Phil Layton B.A. Hons Philosophy (2:1), M.A. Filmmaking (distinction), P.G.C.E., CertHE Art and Design.

 Phil Layton

Postgraduate

Department of Theatre, Film & Television Studies

Contact Details

  • Email: phl8@aber.ac.uk
  • Office: Parry - Williams Building
  • Personal Pronouns: He, him, his.

Profile

Aesthetically, my chief interests are abstraction and minimalism, in the realm of the artists’ moving image. In my PhD I argue for a partial recuperation of modernist values that highlight and champion distinctions between mediums, and the importance of some degree of philosophical (‘speculative’ or ‘strategic’?) essentialism in forming coherent analysis beyond postmodern relativist thinking. 
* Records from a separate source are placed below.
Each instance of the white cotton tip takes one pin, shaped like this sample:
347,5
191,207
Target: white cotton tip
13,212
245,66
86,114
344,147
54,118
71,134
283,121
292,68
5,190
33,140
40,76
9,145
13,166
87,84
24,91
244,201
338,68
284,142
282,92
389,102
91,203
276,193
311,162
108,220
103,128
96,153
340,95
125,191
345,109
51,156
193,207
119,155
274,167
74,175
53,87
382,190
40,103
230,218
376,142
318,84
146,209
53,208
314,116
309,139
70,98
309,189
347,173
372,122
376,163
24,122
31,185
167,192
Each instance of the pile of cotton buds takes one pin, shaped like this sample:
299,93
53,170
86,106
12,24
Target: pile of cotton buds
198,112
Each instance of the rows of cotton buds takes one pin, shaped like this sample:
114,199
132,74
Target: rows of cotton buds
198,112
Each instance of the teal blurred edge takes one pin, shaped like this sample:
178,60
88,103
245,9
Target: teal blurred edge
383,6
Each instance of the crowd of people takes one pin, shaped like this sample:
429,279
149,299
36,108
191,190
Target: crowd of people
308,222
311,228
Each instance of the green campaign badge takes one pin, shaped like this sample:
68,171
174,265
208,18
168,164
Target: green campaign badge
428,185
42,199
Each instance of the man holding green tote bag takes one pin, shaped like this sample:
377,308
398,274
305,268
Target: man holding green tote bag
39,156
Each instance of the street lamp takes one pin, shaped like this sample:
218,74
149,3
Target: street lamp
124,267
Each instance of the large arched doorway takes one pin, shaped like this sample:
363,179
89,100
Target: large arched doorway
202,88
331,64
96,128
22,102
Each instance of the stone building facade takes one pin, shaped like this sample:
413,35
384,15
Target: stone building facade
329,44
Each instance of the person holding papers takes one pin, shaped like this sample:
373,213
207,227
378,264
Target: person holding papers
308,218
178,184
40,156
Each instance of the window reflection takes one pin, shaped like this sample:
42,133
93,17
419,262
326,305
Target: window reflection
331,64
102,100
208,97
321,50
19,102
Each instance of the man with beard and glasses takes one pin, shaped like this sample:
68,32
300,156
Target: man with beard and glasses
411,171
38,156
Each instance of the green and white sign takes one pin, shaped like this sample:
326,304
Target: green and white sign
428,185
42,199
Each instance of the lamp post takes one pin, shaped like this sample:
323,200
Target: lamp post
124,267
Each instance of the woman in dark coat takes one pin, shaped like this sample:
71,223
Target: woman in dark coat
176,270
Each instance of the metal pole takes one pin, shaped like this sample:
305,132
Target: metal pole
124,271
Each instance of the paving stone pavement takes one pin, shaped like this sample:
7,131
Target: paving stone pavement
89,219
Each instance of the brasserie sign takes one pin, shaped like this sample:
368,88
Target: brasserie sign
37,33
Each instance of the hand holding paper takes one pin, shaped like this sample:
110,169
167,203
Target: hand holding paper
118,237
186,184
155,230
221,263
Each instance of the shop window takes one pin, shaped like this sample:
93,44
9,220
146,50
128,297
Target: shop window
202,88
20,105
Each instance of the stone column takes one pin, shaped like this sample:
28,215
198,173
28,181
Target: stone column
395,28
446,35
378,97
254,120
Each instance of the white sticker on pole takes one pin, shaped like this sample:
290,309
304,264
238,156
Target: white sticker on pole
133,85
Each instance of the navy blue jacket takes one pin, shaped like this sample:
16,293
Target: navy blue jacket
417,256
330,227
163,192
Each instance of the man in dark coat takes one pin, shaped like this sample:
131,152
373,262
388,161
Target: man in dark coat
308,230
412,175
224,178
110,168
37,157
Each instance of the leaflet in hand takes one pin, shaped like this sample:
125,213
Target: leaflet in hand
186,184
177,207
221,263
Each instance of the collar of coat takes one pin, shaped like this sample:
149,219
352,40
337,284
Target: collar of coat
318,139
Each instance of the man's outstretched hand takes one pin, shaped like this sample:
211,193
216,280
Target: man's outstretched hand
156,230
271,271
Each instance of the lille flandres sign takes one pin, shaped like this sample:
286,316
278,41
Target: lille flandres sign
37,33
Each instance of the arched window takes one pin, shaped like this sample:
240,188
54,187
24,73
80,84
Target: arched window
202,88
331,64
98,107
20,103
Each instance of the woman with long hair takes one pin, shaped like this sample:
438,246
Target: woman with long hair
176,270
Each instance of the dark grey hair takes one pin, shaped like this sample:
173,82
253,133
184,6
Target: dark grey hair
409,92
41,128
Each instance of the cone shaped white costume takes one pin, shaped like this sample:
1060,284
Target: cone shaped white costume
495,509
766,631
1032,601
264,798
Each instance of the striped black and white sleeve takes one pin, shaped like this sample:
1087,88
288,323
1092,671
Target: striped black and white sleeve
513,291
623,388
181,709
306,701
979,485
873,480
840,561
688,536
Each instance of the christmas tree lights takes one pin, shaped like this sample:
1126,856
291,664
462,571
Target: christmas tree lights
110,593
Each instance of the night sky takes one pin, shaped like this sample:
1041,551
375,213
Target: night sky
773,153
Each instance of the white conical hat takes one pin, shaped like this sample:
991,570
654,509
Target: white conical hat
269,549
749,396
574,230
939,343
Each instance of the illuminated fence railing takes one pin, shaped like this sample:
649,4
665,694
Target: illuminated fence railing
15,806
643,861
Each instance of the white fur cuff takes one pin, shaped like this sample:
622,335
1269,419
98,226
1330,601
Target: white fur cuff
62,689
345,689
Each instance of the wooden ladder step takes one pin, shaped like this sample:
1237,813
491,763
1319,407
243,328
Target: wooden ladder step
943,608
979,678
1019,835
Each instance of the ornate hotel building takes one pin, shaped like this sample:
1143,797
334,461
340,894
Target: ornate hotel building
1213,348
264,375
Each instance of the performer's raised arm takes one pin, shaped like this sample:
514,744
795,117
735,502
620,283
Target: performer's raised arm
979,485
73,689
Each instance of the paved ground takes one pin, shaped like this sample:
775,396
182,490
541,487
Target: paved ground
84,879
I welcome the challenge of maintaining this position in the current academic climate within the Arts and Humanities. Innovative discourse can arise when contradictory or paradoxical positions come under philosophical examination. 

Additional Information

I welcome all opportunities to discuss the knotty problems that arise when engaging in practice-based research.

Teaching

I do not presently teach at Aberystwyth, but I have two years experience in secondary schools, and eight years teaching EFL around the world.

Research

My visual arts practice attempts to generate discourse by confronting the viewer with reflexive pieces that question their own nature. Recent work has involved sculptural interventions into the cinematic, inspired by the concept of ‘Paracinema’ as detailed by Walley (2020).

Media archaeology, in particular Zielinski’s non-linear conception of time, frames my practice methodologically. Ontologically I float between rationalism and idealism, thus my metaphysical preferences are aligned with a Deleuzian radical immanence, while tempered by the possible coexistence of the transcendent.

Such a ‘melange’ (cf. Gauntlett’s ‘basket of things’) reveals avenues where the absurd rubs shoulders with the banal. The new materialists and the old Greeks elbow each other at the media jumble sale.

A project seeking to rematerialise the digital can be viewed here.

Sculptural interventions here.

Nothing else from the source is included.